DVD Review: FRANKENSTEIN—75th Anniversary Edition

Title: FRANKENSTEIN—75th Anniversary Edition

Year of Release—Film: 1931

Year of Release—DVD: 2006

DVD Label: Universal Studios Home Entertainment


It is by no means hyperbole to describe James Whale’s 1931 classic FRANKENSTEIN as the most important Horror Film in the genre’s history. While the release of Tod Browning’s DRACULA nine months previously had created the American Horror Film, as well as established Universal Studios as the Horror studio, it was FRANKENSTEIN’s release in November 1931 that gave the genre what it needed for lasting permanence… a cinematic masterpiece.

Though I love the Browning DRACULA, and recognize its importance, it doesn’t compare to FRANKENSTEIN in terms of script and direction. Whale’s direction has a style, a fluidity, and a power that is missing from Browning’s wooden, stagey direction on DRACULA.
A comparison of the scenes that serve to introduce us to the respective monster in each film illustrates the difference in directorial style. In DRACULA, we first see Lugosi as the Count as he greets Renfield at the top of the stairway. The scene is static and uninvolving; it is left to the power of Lugosi’s performance and presence, and one line—“Listen to them… children of the night. What music they make!” to impress upon the viewer a sense of the impending evil about to descend upon poor Renfield.

Whale, conversely, was able to project the power and significance of the moment well before his creature even entered the scene. As Henry Frankenstein and Dr. Waldeman converse quietly about Frankenstein’s “failure” with the monster, you hear, softly at first, in the background, but growing louder, the shuffling footsteps of the monster. Where Browning treated sound almost as an afterthought on DRACULA, Whale wove sound into the fabric of the film, making it part of the experience. Then the door opens, and a huge, misshapen figure lumbers into the chamber, and his face is revealed in a series of increasingly close jump cuts. When originally shown, this was considered so frightening that theaters warned those with weak constitutions to avoid the film. While that was largely marketing hype, 1930’s style, there’s no denying the power and impact of the scene, even 75 years later. Nor can you deny the effectiveness and quality of the film as a whole.

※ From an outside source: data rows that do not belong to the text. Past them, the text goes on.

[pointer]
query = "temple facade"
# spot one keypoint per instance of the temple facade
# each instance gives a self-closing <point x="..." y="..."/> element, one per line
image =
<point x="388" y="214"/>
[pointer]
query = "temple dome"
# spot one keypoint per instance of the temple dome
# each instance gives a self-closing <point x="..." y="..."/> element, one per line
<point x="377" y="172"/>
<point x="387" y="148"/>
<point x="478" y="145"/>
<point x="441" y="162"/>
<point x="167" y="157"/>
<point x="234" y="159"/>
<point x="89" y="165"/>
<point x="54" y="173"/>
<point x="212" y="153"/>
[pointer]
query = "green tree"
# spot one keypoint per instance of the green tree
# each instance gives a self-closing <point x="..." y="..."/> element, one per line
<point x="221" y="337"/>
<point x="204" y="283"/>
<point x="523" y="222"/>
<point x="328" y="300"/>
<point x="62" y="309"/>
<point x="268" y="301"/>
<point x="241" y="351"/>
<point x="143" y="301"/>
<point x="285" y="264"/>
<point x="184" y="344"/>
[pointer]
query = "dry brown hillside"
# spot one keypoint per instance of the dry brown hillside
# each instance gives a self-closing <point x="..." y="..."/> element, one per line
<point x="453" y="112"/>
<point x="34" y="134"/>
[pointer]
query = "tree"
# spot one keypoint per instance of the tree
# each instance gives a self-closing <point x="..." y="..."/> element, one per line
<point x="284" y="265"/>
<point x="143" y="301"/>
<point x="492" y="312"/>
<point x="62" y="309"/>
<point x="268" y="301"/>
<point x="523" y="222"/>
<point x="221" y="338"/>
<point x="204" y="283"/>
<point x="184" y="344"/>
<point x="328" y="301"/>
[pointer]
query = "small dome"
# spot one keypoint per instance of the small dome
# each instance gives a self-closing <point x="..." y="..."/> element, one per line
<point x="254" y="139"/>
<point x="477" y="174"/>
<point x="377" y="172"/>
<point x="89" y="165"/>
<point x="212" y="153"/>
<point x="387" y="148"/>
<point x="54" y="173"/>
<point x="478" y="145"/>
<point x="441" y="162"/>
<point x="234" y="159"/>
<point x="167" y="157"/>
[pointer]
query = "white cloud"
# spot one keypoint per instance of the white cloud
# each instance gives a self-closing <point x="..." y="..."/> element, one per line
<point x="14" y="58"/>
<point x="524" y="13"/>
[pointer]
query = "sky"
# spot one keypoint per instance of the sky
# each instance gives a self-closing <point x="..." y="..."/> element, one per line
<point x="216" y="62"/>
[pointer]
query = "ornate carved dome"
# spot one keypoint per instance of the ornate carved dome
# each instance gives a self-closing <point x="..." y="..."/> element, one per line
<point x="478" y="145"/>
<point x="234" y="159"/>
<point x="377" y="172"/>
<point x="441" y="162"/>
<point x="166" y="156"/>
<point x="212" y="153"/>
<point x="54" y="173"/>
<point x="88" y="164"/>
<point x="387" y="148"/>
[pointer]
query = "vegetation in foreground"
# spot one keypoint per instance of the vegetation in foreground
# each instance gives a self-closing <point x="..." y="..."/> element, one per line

There’s nothing to say about this two-disc set that I haven’t already said about its fraternal twin, the DRACULA 75th Anniversary Edition. The artwork on the case is gorgeous; the print is beautiful; it’s truly a great set.

While not as loaded as the DRACULA 75th Anniversary Edition, fans have plenty to choose from in this two-disc set. The best of those choices is the documentary KARLOFF: THE GENTLE MONSTER. This biographical look at Boris Karloff is far too short to do justice to its subject, but you do get a good sense of Karloff, the actor. I wish they had spent some time exploring William Pratt, the cultured son of British aristocrats, and how he became Horror’s most recognizable and revered icon.

Also included is the Monster Tracks feature that I discussed in the DRACULA review, as well as UNIVERSAL HORRORS, the Kenneth Branagh-narrated documentary that explores every facet of the Universal Monster Movies of the 1930’s and ‘40’s. Other features from the FRANKENSTEIN Legacy set are included, guaranteeing you get your money’s worth on this set.
This is without question the ultimate DVD treatment of Whale’s FRANKENSTEIN thus far released, and is a superb example of just what can be done with a 75-year old film. This is almost universally recognized as the greatest Horror film ever produced, and you cannot consider yourself even a casual fan of the genre if you don’t have this film in your collection. While the $26.95 list price is expensive, at least by my standards, its well worth the price to own this movie, and you can find it cheaper. Deep Discount has it for less than $20, a significant savings.

Whatever the price where you find it, buy it. No one should miss seeing, or owning, this movie.